CAVEAT: Parts of the GH-Receptor can move to the nucleus and mediate gene expression. See the wonderful post that follows on "Growth Hormone Receptor structure, post-biogenesis behavior and degradation"
​

- It increased surface GHRs in a biphasic manner, with a peak response at 10 nmol/L, and modulated GH-induced Janus kinase-2 phosphorylation in parallel with expression of surface GHRs.

[So insulin increases the number of GH-receptors that make it to the cell surface AND increase the "intensity" of activation...but up to a point. After that point is reached insulin begins to hinder both the number of GH-receptors and "intensity" of activation"]

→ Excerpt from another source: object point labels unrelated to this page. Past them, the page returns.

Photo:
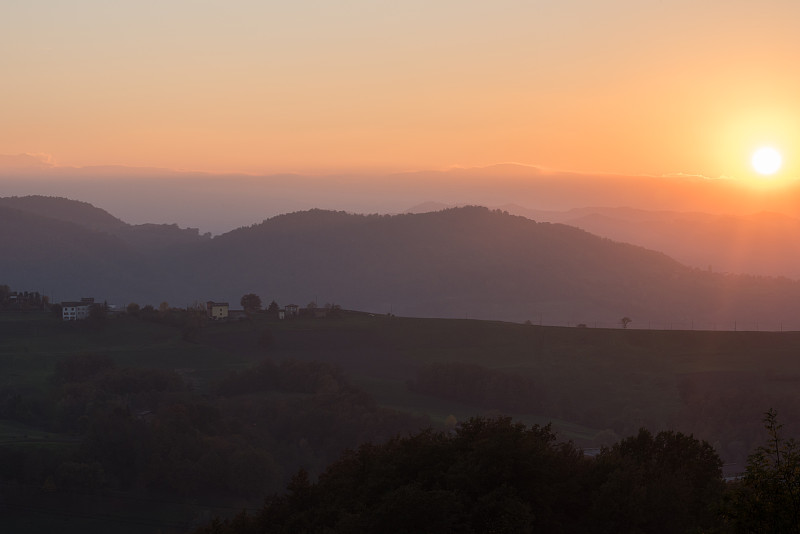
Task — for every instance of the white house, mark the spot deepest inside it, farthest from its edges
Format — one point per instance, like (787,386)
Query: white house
(76,311)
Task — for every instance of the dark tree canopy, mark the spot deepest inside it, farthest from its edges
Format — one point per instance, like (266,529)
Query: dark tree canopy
(495,475)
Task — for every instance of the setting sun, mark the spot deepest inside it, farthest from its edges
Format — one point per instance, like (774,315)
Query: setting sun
(766,161)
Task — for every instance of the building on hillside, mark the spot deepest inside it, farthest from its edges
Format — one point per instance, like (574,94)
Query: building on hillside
(218,311)
(76,311)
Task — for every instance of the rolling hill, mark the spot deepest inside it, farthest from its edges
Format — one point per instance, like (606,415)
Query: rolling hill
(462,262)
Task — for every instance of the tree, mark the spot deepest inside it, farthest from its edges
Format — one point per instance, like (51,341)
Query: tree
(250,302)
(670,482)
(768,498)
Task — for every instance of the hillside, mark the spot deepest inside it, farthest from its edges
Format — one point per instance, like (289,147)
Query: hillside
(754,244)
(464,262)
(472,262)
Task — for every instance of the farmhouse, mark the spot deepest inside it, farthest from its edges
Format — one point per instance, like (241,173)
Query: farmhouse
(76,311)
(217,311)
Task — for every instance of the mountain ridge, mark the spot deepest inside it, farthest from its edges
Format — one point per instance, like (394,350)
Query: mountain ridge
(460,262)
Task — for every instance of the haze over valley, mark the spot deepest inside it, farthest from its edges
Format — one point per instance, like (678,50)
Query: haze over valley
(459,262)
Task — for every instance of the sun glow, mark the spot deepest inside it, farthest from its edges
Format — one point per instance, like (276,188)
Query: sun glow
(766,161)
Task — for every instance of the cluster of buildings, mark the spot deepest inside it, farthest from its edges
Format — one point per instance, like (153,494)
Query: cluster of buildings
(215,311)
(76,311)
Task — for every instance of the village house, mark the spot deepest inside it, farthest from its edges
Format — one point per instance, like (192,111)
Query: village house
(217,311)
(76,311)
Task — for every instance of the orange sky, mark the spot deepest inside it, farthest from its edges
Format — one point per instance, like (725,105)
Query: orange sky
(629,86)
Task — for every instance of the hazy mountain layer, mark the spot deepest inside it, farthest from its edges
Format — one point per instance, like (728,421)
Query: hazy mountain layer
(464,262)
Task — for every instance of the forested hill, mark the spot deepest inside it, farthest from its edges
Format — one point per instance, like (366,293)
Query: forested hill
(463,262)
(477,263)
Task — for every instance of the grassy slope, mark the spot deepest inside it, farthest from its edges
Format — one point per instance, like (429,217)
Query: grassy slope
(631,374)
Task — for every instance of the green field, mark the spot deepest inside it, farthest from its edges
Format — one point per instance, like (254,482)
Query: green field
(597,385)
(592,377)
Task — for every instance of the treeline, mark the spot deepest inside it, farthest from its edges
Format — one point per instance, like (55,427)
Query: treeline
(137,429)
(479,386)
(495,475)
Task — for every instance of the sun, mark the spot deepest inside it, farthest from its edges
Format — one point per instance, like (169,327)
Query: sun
(766,160)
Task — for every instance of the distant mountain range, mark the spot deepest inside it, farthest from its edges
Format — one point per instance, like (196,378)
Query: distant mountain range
(461,262)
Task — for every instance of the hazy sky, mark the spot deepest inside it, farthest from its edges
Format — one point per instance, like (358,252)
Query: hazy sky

To quote from the study on this point:

Insulin induced a concentration-dependent increase in GHR biosynthesis, but simultaneously inhibited surface translocation. However, the net effect of reducing receptor surface availability only occurred at concentrations greater than 10 nmol/L, a concentration causing 70% inhibition of surface translocation. These data suggest that up-regulation of surface GHRs can occur with as little as 30% of intracellular receptors available for translocation to the cell surface. At concentrations above 10 nmol/L, the inhibitory effect of insulin on surface translocation overrides the compensatory effect of a 4- to 5-fold increase in receptor biosynthesis.​

[So this means that insulin increases GH-receptors by 400-500% but that as insulin rises it reduces the number of those GH-receptors that make it to the surface and are active. There is a point at which insulin begins to reduce the benefit of this GH-receptor creation. That point is 10 nmol/L of insulin. Just prior to that point insulin has inhibited substantially the translocation of GH-Receptors but the increased quantity made up for it and created an overall net benefit.]

So the problem becomes how to translate that pivot point (10 nmol/L) into a number we can use.

From: Correspondence Letter Regarding Article by von Lewinski et al, "Insulin Causes [Ca2+]i-Dependent and [Ca2+]i-Independent Positive Inotropic Effects in Failing Human Myocardium", Chih-Hsueng Hsu, MD; Cheng-I Lin, PhD; Jeng Wei, MD, Circulation. 2005;112:e367

...we find that "3 IU/L, equivalent to 20 nmol/L" ...so 10 nmol/L is equivalent to 1.5 IU/L

From Wiki Answers **broken link removed**

...we find that humans have 5-6 litres of blood in general.

So 5 x 1.5 = 7.5IU
So 6 x 1.5 = 9IU​

Therefore the point at which the amount of insulin in plasma becomes a negative rather then a positive is approximately 7.5 to 9 IUs.

So to arrive at a net benefit an insulin amount below that threshold point such as 5-6 ius is desirable.

Click to expand...

Thanks Dat, that makes sense, and it is VERY good to know, especially with the current state of how much insulin people take in general.